GlycoMimetics Presents New AML Data with Uproleselan at 60th ASH Annual Meeting
December 03 2018 - 7:00AM
Business Wire
- Data in relapsed/refractory and newly
diagnosed acute myeloid leukemia (AML) patients underscore clinical
opportunities across multiple outcomes measures and subgroups
- Selective disruption of bone marrow
microenvironment with uproleselan resulting in high remission
rates; majority of evaluable patients achieving stringent level of
measurable residual disease (MRD) negativity; promising survival
outcomes across all AML subgroups assessed
- Correlative studies further strengthen
scientific rationale for inhibiting E-selectin in patients with
AML, particularly those individuals with high-risk disease
GlycoMimetics, Inc. (NASDAQ:GLYC) announced today that new data
on uproleselan-treated high risk patients with both
relapsed/refractory and newly diagnosed AML were presented at an
oral session during the 60th American Society of Hematology
(ASH) Annual Meeting and Exposition. An analysis of clinical
outcomes from the Phase 1/2 clinical study showed that uproleselan
(GMI-1271) resulted in the majority of evaluable patients achieving
a stringent level of measurable residual disease (MRD) negativity,
an effect which translated into extended overall survival relative
to matched, historical controls.1-4
Additionally, an analysis of E-selectin ligand expression on
leukemic cells demonstrated that detectable levels are present in
every patient tested, providing strong clinical evidence of
biological relevance in this disease setting. In bone marrow
blasts, leukemic stem cell expression of E-selectin ligand
correlated with leukemic blast E-selectin ligand expression
(p<0.0001), consistent with the hypothesis that
E-selectin-mediated interactions are a mechanism of
chemoresistance. Additionally, investigators assessed the
association between baseline E-selectin ligand expression and
clinical outcomes using a log-rank test. In the R/R cohort of
patients (n=22), this analysis demonstrated that ≥10% E-selectin
ligand expression at baseline is correlated with prolonged survival
(p<0.01) for patients treated with uproleselan. This observation
is important since separately Chien et al. (Abstract 1513) report
that high levels of E-selectin ligand in patients not treated with
uproleselan correlate with worse clinical prognosis.
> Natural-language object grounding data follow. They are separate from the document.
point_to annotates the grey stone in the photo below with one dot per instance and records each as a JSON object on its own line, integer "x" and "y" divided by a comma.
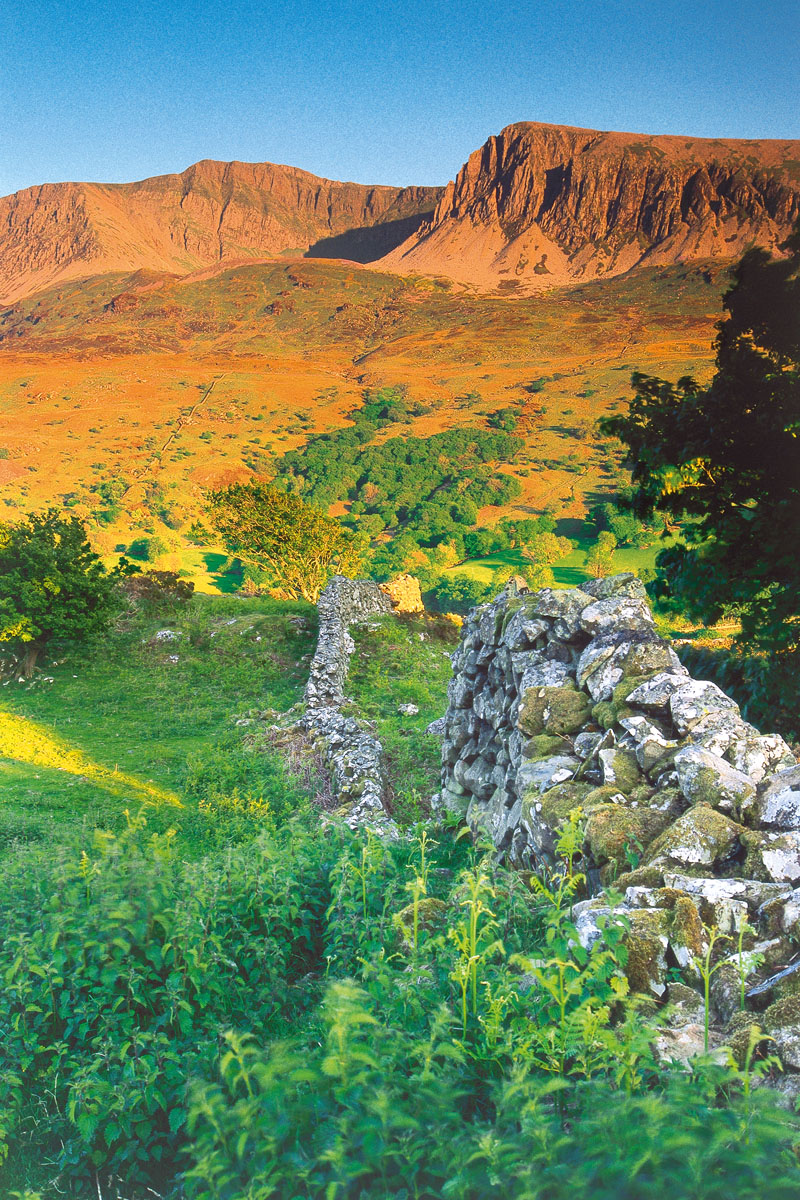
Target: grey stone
{"x": 545, "y": 773}
{"x": 704, "y": 777}
{"x": 615, "y": 613}
{"x": 655, "y": 694}
{"x": 777, "y": 804}
{"x": 697, "y": 697}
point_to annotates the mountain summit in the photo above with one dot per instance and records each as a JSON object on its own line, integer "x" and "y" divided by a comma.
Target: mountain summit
{"x": 545, "y": 204}
{"x": 211, "y": 214}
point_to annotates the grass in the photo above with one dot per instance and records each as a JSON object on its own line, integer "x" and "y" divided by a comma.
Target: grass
{"x": 400, "y": 663}
{"x": 570, "y": 571}
{"x": 120, "y": 725}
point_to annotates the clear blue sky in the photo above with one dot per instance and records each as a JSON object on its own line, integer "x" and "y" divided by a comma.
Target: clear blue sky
{"x": 372, "y": 90}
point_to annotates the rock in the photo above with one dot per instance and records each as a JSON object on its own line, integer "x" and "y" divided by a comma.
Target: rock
{"x": 693, "y": 701}
{"x": 647, "y": 943}
{"x": 546, "y": 675}
{"x": 625, "y": 583}
{"x": 774, "y": 856}
{"x": 702, "y": 837}
{"x": 617, "y": 834}
{"x": 543, "y": 773}
{"x": 650, "y": 744}
{"x": 619, "y": 769}
{"x": 564, "y": 607}
{"x": 777, "y": 804}
{"x": 782, "y": 1021}
{"x": 684, "y": 1043}
{"x": 655, "y": 694}
{"x": 617, "y": 613}
{"x": 707, "y": 779}
{"x": 758, "y": 755}
{"x": 557, "y": 711}
{"x": 602, "y": 667}
{"x": 585, "y": 744}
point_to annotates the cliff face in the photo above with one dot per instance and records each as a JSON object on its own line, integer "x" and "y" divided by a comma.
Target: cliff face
{"x": 214, "y": 213}
{"x": 546, "y": 204}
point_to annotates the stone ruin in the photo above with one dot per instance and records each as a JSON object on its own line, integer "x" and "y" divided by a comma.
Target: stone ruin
{"x": 567, "y": 703}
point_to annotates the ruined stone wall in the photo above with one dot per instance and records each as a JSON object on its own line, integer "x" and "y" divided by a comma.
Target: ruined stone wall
{"x": 567, "y": 706}
{"x": 570, "y": 699}
{"x": 353, "y": 754}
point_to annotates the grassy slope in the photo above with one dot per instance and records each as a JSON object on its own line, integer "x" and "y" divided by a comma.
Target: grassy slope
{"x": 118, "y": 725}
{"x": 88, "y": 393}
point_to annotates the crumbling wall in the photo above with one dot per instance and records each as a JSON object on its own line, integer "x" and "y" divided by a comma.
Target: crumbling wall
{"x": 569, "y": 707}
{"x": 353, "y": 754}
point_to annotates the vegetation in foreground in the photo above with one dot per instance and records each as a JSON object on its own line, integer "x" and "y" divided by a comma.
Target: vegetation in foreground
{"x": 224, "y": 993}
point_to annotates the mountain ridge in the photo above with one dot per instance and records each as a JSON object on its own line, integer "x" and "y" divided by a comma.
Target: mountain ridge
{"x": 208, "y": 214}
{"x": 540, "y": 205}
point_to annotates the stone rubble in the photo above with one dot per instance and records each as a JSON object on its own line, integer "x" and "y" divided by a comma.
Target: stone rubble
{"x": 354, "y": 755}
{"x": 569, "y": 705}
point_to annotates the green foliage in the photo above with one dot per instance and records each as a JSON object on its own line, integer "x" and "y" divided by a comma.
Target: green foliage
{"x": 294, "y": 543}
{"x": 428, "y": 486}
{"x": 726, "y": 459}
{"x": 53, "y": 587}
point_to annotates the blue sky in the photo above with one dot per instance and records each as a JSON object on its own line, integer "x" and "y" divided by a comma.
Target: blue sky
{"x": 391, "y": 93}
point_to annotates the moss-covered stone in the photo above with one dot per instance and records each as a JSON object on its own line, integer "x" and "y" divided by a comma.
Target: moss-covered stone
{"x": 701, "y": 838}
{"x": 431, "y": 913}
{"x": 560, "y": 801}
{"x": 555, "y": 711}
{"x": 639, "y": 877}
{"x": 647, "y": 945}
{"x": 617, "y": 834}
{"x": 620, "y": 769}
{"x": 745, "y": 1036}
{"x": 783, "y": 1012}
{"x": 542, "y": 747}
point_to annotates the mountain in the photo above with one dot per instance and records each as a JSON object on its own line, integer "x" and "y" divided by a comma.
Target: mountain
{"x": 547, "y": 204}
{"x": 210, "y": 214}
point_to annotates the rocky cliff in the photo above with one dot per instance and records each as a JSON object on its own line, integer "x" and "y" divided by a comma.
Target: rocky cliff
{"x": 546, "y": 204}
{"x": 214, "y": 213}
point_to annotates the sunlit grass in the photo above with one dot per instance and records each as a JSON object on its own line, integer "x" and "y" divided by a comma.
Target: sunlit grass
{"x": 26, "y": 742}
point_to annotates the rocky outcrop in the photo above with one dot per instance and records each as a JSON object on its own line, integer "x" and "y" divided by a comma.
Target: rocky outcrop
{"x": 547, "y": 204}
{"x": 210, "y": 214}
{"x": 353, "y": 754}
{"x": 566, "y": 708}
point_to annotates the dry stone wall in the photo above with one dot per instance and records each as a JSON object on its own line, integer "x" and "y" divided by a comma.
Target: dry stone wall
{"x": 569, "y": 705}
{"x": 353, "y": 754}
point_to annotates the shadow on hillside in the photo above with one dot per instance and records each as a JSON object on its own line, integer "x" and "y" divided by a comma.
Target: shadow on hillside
{"x": 367, "y": 243}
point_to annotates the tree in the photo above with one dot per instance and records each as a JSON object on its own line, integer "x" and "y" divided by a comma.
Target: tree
{"x": 600, "y": 559}
{"x": 53, "y": 587}
{"x": 726, "y": 461}
{"x": 296, "y": 545}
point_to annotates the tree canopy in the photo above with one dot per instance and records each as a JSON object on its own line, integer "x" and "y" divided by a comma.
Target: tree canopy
{"x": 53, "y": 586}
{"x": 296, "y": 546}
{"x": 726, "y": 461}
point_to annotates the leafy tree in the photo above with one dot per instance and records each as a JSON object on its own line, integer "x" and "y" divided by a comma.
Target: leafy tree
{"x": 726, "y": 460}
{"x": 296, "y": 545}
{"x": 600, "y": 559}
{"x": 541, "y": 551}
{"x": 53, "y": 587}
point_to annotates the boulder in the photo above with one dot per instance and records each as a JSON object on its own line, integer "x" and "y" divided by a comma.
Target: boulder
{"x": 693, "y": 701}
{"x": 707, "y": 779}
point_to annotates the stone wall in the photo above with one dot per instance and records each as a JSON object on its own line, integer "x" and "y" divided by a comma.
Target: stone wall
{"x": 353, "y": 754}
{"x": 569, "y": 707}
{"x": 566, "y": 699}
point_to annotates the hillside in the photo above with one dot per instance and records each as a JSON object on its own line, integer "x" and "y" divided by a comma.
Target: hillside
{"x": 540, "y": 205}
{"x": 212, "y": 213}
{"x": 109, "y": 379}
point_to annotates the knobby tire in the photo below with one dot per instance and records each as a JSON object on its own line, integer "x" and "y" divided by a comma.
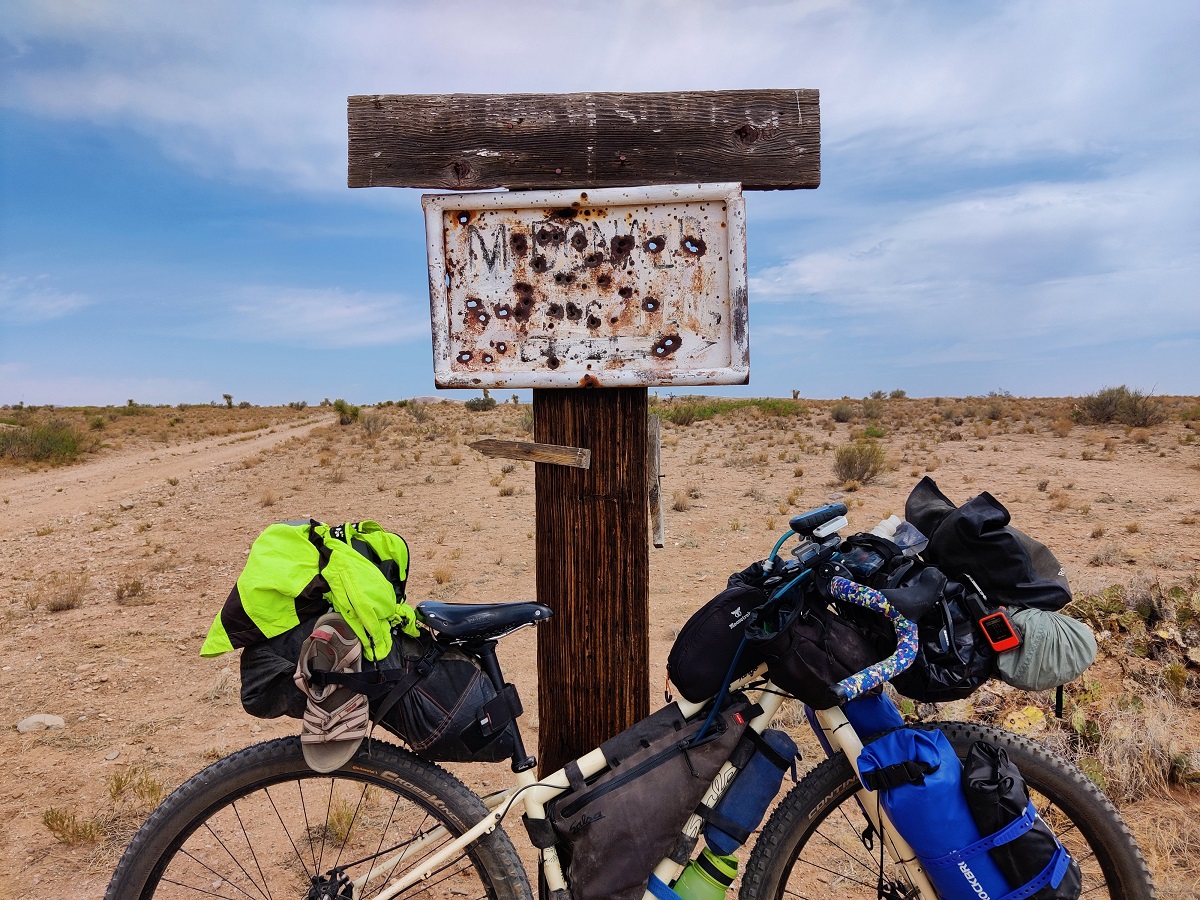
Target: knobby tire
{"x": 261, "y": 825}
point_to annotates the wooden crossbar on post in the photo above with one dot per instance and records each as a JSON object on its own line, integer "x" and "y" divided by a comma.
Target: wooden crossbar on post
{"x": 575, "y": 456}
{"x": 767, "y": 139}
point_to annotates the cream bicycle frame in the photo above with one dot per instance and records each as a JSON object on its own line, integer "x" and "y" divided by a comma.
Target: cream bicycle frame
{"x": 535, "y": 793}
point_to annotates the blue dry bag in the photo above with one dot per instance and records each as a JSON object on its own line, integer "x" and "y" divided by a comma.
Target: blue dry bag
{"x": 919, "y": 783}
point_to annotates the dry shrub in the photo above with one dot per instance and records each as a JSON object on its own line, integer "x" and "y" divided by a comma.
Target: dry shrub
{"x": 1131, "y": 751}
{"x": 67, "y": 828}
{"x": 859, "y": 461}
{"x": 1169, "y": 837}
{"x": 59, "y": 592}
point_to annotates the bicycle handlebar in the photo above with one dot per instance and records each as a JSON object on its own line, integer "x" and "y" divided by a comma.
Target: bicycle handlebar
{"x": 906, "y": 640}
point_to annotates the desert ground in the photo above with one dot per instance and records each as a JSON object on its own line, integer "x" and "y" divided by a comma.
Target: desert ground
{"x": 117, "y": 563}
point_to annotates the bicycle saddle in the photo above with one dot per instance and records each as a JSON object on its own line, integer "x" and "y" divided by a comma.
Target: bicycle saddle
{"x": 481, "y": 621}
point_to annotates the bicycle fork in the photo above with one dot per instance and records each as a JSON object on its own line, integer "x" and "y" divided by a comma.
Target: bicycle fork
{"x": 840, "y": 736}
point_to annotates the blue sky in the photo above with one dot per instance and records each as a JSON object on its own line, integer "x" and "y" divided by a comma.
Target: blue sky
{"x": 1011, "y": 195}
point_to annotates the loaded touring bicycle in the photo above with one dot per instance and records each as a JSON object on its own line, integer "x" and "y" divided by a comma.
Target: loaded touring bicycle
{"x": 664, "y": 809}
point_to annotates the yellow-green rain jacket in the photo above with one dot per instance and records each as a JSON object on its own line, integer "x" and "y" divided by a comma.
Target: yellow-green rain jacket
{"x": 299, "y": 570}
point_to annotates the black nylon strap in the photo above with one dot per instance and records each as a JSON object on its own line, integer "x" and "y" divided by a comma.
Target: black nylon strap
{"x": 575, "y": 777}
{"x": 402, "y": 687}
{"x": 541, "y": 833}
{"x": 901, "y": 773}
{"x": 773, "y": 756}
{"x": 683, "y": 850}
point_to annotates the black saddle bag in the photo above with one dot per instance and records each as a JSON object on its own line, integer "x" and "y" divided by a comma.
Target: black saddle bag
{"x": 438, "y": 717}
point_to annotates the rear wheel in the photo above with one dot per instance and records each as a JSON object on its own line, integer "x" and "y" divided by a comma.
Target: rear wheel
{"x": 261, "y": 823}
{"x": 814, "y": 844}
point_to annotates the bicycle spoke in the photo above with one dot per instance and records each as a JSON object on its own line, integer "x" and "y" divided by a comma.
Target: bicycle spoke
{"x": 232, "y": 857}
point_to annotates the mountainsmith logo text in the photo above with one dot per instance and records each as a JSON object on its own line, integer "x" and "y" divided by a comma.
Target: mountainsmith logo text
{"x": 586, "y": 820}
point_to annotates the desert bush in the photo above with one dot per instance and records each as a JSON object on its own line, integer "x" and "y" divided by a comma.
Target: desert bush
{"x": 859, "y": 461}
{"x": 480, "y": 405}
{"x": 373, "y": 423}
{"x": 54, "y": 442}
{"x": 347, "y": 414}
{"x": 1135, "y": 408}
{"x": 59, "y": 592}
{"x": 1140, "y": 411}
{"x": 69, "y": 829}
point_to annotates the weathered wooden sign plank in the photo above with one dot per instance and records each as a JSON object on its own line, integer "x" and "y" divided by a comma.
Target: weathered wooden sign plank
{"x": 767, "y": 139}
{"x": 555, "y": 454}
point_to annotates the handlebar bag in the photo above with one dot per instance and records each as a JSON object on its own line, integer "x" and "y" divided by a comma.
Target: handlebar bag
{"x": 809, "y": 648}
{"x": 953, "y": 657}
{"x": 702, "y": 653}
{"x": 1011, "y": 567}
{"x": 615, "y": 829}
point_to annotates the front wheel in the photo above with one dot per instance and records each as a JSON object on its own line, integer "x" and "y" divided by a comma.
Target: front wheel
{"x": 261, "y": 823}
{"x": 817, "y": 844}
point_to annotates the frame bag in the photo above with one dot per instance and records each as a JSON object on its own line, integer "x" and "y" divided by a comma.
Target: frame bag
{"x": 615, "y": 829}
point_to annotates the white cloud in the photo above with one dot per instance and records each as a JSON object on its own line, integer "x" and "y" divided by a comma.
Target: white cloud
{"x": 34, "y": 385}
{"x": 325, "y": 317}
{"x": 1055, "y": 262}
{"x": 259, "y": 89}
{"x": 28, "y": 299}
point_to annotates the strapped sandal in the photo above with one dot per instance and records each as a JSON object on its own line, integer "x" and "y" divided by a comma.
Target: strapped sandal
{"x": 337, "y": 718}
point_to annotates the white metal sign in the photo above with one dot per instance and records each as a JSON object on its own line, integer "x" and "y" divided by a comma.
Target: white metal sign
{"x": 616, "y": 287}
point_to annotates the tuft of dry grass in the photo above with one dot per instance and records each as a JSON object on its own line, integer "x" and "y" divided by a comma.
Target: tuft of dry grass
{"x": 59, "y": 592}
{"x": 67, "y": 828}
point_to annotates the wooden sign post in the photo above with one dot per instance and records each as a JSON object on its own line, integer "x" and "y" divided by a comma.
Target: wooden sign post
{"x": 618, "y": 265}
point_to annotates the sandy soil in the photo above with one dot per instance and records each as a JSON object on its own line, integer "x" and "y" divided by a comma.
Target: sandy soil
{"x": 177, "y": 521}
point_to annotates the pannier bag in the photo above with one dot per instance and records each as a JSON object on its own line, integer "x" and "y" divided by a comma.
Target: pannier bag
{"x": 615, "y": 829}
{"x": 919, "y": 781}
{"x": 1011, "y": 567}
{"x": 438, "y": 717}
{"x": 703, "y": 652}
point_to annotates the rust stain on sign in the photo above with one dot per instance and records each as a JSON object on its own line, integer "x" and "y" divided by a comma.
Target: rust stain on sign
{"x": 577, "y": 288}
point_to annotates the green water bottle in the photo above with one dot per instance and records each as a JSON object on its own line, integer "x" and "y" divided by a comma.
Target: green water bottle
{"x": 707, "y": 877}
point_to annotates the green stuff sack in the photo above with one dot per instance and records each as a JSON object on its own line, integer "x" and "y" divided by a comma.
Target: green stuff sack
{"x": 299, "y": 570}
“The new MRD and correlative efficacy data in difficult-to-treat
patients, when combined with the already encouraging response rate
and survival results from this trial, further demonstrate the
potential of uproleselan to be an important new treatment option in
AML,” said Daniel J. DeAngelo, M.D., Ph.D., Chief of the
Division of Leukemia at the Dana-Farber Cancer Institute and
Brigham and Women’s Hospital, and the trial’s lead investigator.
“The fact that more than half of the evaluable patients achieved a
stringent level of MRD negativity is particularly noteworthy as
uproleselan’s mechanism of action is to selectively disrupt the
relationship between leukemic cells and the bone marrow
microenvironment.”
“It is now clearly established that patients with AML who
express E-selectin ligands on their leukemic cells have more
infiltrative, aggressive disease and significantly worse clinical
outcomes when not treated with uproleselan,” said Helen Thackray,
M.D., FAAP, GlycoMimetics Senior Vice President, Clinical
Development and Chief Medical Officer. “While we would expect
patients with R/R AML and >10% E-selectin ligand expression on
their leukemic blasts to do very poorly, it is extremely exciting
to see that the addition of uproleselan is resulting in
statistically significant improvements in clinical outcomes in
these high-risk patients. This is completely counterintuitive to
what you would expect and provides robust scientific evidence
suggesting that uproleselan is exerting biologic activity.”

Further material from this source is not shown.